Après mon post sur "Les mystères des différentes versions de Barbarella, de Jean-Claude Forest", j'ai voulu en savoir plus et je me suis procuré les différentes versions des deux premières aventures de Barbarella... Parlons aujourd'hui de la première, celle qui a lancé le mythe, notamment grâce au fait qu'elle a inspiré le film de Roger Vadim. On dénombre une bonne demi-douzaine de versions différentes.
1) La version initiale a été publiée en 8 épisodes dans V Magazine en 1962, pour un total de 64 pages. Version en bichromie. Je n'ai pas pu me procurer cette version car les numéros de V Magazine sont rares et relativement chers. À cette époque, Jean-Claude Forest menait de nombreuses activités de front (une bande quotidienne dans France Soir, quelques planches de Bicot, des illustrations pour Alfred Hitchock magazine et Bonjour Bonheur, des couvertures pour Le Rayon Fantastique, Le Livre de poche et Fiction.

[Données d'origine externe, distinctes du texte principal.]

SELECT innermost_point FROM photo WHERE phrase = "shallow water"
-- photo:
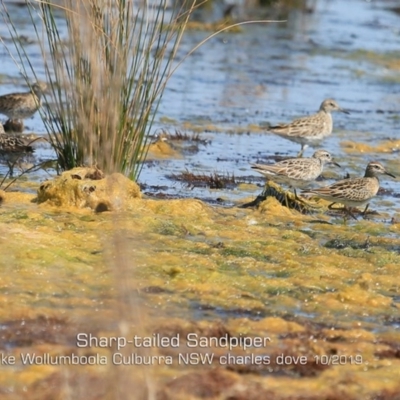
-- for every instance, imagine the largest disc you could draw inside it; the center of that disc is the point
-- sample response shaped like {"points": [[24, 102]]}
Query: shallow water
{"points": [[271, 73]]}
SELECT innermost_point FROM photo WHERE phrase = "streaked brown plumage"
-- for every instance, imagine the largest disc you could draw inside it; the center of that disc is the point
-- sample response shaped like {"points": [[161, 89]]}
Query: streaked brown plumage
{"points": [[353, 192], [296, 172], [311, 129], [22, 105], [14, 144]]}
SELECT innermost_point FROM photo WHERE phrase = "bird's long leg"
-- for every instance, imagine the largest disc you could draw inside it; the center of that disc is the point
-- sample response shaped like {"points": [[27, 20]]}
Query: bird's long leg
{"points": [[302, 201], [364, 214], [348, 210]]}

Il considèrera avec le recul que certains dessins de Barbarella n'étaient pas suffisamment réussis et en redessinera quelques-uns pour la parution en album.
Ci-dessous, deux versions de la case centrale de la page 23 : telle qu'elle a été publiée dans V Magazine en 1962 et telle qu'elle a été redessinée pour l'album en 1964.

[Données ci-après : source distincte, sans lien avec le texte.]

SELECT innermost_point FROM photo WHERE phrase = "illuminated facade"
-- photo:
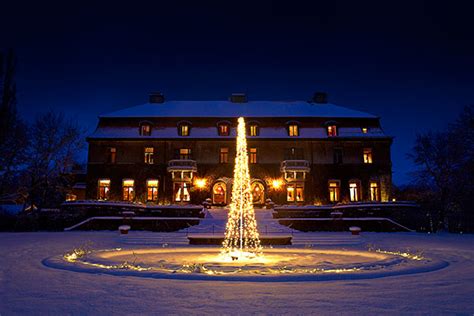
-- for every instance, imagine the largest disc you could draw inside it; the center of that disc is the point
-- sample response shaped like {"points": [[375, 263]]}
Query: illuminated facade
{"points": [[299, 152]]}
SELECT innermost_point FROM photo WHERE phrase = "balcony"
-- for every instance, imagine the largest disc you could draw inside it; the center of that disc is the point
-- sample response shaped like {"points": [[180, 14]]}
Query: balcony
{"points": [[182, 165], [295, 166]]}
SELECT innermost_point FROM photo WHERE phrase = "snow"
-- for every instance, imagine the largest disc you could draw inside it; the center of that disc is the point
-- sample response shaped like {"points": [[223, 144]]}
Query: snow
{"points": [[229, 109], [211, 132], [28, 286], [11, 208]]}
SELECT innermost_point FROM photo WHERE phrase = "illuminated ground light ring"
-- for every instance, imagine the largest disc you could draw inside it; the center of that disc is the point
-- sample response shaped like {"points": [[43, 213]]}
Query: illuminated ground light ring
{"points": [[392, 264]]}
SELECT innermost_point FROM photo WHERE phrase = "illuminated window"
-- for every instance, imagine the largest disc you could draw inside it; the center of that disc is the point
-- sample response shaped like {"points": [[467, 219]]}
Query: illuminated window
{"points": [[332, 130], [337, 155], [334, 190], [224, 155], [223, 129], [183, 129], [295, 193], [258, 193], [145, 130], [111, 154], [354, 190], [152, 190], [181, 192], [254, 130], [293, 130], [367, 155], [374, 191], [104, 189], [149, 155], [128, 189], [185, 153], [253, 155], [219, 193]]}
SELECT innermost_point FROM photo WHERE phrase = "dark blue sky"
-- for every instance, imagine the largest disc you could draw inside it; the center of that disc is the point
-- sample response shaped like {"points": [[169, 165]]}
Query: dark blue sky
{"points": [[412, 63]]}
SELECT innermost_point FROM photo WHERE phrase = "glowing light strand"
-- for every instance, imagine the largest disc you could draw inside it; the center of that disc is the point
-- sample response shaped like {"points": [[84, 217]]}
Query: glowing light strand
{"points": [[241, 234]]}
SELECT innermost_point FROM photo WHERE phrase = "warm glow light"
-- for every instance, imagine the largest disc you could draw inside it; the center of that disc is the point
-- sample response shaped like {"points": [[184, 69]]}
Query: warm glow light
{"points": [[277, 184], [200, 183], [241, 235]]}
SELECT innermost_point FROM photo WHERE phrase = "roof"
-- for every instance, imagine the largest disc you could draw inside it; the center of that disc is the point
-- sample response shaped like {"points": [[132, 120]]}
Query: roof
{"points": [[230, 109]]}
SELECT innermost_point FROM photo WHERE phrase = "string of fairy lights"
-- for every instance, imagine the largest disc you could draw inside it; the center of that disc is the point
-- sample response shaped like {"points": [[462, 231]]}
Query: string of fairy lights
{"points": [[241, 234]]}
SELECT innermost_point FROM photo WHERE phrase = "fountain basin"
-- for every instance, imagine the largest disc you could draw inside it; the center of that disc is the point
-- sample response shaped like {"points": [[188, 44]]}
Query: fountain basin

2) Première publication en album, en 1964, au Terrain Vague. L'album passe de 64 à 68 planches. Cette version est également en bichromie ; chaque chapitre est colorié avec une couleur différente. Comme indiqué plus haut, certains dessins ont été redessinés par rapport à la version de V Magazine. Je n'ai pas acheté non plus cette version, qui se trouve facilement sur Internet, mais à des prix relativement élevés. En revanche, il est très facile de trouver sur la Toile des scans de l'intégrale d'une version en anglais, basée sur cet album initial. Après comparaison détaillée des différentes versions, c'est bien à celle-ci que va ma préférence...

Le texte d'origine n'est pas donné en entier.